Für viele Menschen im Landkreis Günzburg vergeht noch immer kein Tag, an dem sie sich nicht mit der Hochwasserkatastrophe im vergangenen Jahr beschäftigen. Auch unsere Frage der Woche drehte sich diesmal um die Erinnerungen und Eindrücke unserer Leserinnen und Leser zur Flutkatastrophe vom Juni 2024.

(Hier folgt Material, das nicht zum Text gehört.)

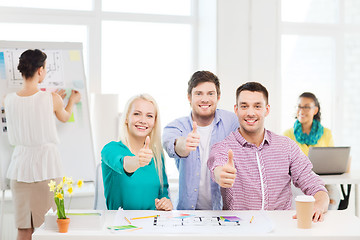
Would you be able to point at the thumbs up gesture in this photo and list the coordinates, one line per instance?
(145, 153)
(192, 139)
(225, 175)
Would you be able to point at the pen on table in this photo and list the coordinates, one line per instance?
(144, 217)
(127, 220)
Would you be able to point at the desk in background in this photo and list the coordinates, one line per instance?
(337, 225)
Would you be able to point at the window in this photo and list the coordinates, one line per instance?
(63, 4)
(320, 45)
(166, 7)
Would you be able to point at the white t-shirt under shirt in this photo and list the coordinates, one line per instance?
(204, 197)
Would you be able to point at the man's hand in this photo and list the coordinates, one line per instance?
(225, 175)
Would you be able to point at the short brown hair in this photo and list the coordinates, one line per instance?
(203, 76)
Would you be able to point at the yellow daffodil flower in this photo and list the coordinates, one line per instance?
(60, 186)
(69, 181)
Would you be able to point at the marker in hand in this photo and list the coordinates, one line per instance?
(193, 139)
(145, 153)
(228, 172)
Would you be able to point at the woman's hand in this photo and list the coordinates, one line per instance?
(163, 204)
(145, 153)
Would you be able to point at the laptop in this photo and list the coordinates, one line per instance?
(329, 160)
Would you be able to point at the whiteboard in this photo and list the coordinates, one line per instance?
(65, 69)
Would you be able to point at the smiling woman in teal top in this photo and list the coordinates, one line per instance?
(133, 169)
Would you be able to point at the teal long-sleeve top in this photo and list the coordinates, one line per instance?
(131, 191)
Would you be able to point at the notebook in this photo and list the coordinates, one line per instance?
(329, 160)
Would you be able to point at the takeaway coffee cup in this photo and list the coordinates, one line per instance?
(304, 210)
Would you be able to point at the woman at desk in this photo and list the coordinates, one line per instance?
(308, 132)
(133, 169)
(32, 130)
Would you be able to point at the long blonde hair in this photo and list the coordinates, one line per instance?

Für Ramazan Tunc ist die Ausfahrt Thannhausen der B300 Richtung Krumbach ein Ort, der ihn an das Hochwasser vor einem Jahr erinnert. „Jedes Mal, wenn ich da vorbeikomme, habe ich das Bild vor mir. Ich wohne neben der Tankstelle und habe bis zu mir das Wasser fließen gehört. Wie schnell alles gehen kann und man kann nichts tun, dagegen sind einem die Hände gebunden. Man sieht es im TV, liest es in Zeitschriften, aber wenn man erst selber davor steht, ist es ganz was anderes. Wie eine andere Welt. Dank der Zivilcourage vieler Mitbürger und Mitbürgerinnen wurde es gemeinsam behoben. Man kann es immer noch nicht glauben und in Worte fassen.“

Unterstützung und Hilfe beim Hochwasser im Kreis Günzburg bleiben in Erinnerung
Unter dem Titel „Wenn das Wasser kommt“ hat eine Leserin aus Günzburg, die anonym bleiben möchte, ihre Geschichte vom Jahrhunderthochwasser aufgeschrieben. „Am Wochenende des 1. Juni 2024 erlebten wir im Landkreis Günzburg ein Hochwasser, das niemand von uns je vergessen wird. Schon Tage zuvor stieg das Wasser – unaufhörlich, bedrohlich, scheinbar unaufhaltsam. Wir versuchten, zu retten, was noch zu retten war. Doch irgendwann mussten wir erkennen, dass wir nicht alles retten konnten. Dann kam der Moment, vor dem wir uns gefürchtet hatten: Die Feuerwehr forderte uns mitten in der Nacht zur Evakuierung auf. Wir mussten gehen – mit dem Nötigsten, in der Ungewissheit, was wir zurücklassen würden.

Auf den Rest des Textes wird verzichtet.